Three years after that research study, I am still in the “honeymoon phase” which seldom lasts more than a year.
Of course, I don’t know for sure whether the additional T-cells that I received from the clinical trial have impacted my outcomes, but I will say that I am still producing a fair amount of my own insulin. Recently, I saw the study results presented at the American Diabetes Association’s 74th Scientific Sessions conference in San Francisco. It was a bit surreal seeing myself represented on a slide as a “subject” in a “cohort,” but it was encouraging to see that some other participants in the study seemed to have outcomes similar to mine. Researchers are going to continue to add more participants in the Phase 2 Treg trial that is starting soon.

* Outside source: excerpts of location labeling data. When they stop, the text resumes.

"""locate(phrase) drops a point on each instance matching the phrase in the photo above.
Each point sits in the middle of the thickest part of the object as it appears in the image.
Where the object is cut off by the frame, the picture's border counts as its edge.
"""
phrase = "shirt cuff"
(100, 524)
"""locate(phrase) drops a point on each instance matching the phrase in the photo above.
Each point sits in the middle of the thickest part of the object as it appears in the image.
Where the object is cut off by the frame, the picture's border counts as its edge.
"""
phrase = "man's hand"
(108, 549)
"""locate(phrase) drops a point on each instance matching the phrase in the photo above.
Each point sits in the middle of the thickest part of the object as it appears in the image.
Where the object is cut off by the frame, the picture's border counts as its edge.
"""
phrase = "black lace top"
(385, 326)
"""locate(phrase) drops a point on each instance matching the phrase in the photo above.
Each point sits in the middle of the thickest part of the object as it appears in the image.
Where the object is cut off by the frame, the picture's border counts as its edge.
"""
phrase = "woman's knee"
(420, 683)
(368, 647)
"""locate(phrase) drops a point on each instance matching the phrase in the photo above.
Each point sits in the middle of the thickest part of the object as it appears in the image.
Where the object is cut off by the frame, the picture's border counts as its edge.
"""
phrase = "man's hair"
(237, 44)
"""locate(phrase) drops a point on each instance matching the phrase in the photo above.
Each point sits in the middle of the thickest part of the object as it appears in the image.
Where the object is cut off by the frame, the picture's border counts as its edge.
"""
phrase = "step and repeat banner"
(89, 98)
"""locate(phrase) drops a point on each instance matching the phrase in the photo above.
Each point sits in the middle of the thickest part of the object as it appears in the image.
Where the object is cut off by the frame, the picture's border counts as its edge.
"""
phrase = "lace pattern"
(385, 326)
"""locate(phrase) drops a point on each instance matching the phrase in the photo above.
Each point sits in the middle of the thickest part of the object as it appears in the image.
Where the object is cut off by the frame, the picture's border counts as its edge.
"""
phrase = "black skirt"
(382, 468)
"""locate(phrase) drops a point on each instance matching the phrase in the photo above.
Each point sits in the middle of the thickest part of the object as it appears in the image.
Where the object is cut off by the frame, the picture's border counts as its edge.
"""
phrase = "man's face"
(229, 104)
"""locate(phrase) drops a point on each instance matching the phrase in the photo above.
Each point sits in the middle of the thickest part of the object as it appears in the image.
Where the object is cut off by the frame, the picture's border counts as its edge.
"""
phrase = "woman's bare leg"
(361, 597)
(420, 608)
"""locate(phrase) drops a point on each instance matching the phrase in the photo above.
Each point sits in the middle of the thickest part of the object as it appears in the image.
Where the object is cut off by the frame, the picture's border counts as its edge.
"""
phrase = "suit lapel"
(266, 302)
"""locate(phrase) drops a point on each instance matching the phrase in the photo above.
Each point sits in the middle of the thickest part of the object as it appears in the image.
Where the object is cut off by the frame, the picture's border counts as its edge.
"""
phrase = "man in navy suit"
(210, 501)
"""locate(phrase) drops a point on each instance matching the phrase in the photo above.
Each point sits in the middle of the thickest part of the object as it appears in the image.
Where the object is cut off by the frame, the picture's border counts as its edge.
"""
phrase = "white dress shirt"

As these studies move forward and I look back, I feel good about my role in advancing treatments for type 1 diabetes. And I am encouraged by other members of the type 1 community who are contributing to this research through their participation as well.
There are still many days when I feel like diabetes is in charge – like when my blood sugar goes low during a therapy session and I need to explain to my hyperactive 8-year-old patient why it’s okay for me to eat candy right now! But by taking a proactive role and taking a chance early on, I have this evidence that I can look back on and say to myself, “I can do this.” There are things I can do, and have done, to not let this disease control me. I work hard every day to control my disease, and I’m determined to continue to happen to diabetes – for myself and hopefully for others down the road.
Wow, thanks for sharing your story, Mary, and for being one of the first “guinea pig” human participants in that promising study. Hopefully your honeymoon rolls on, for as long as possible!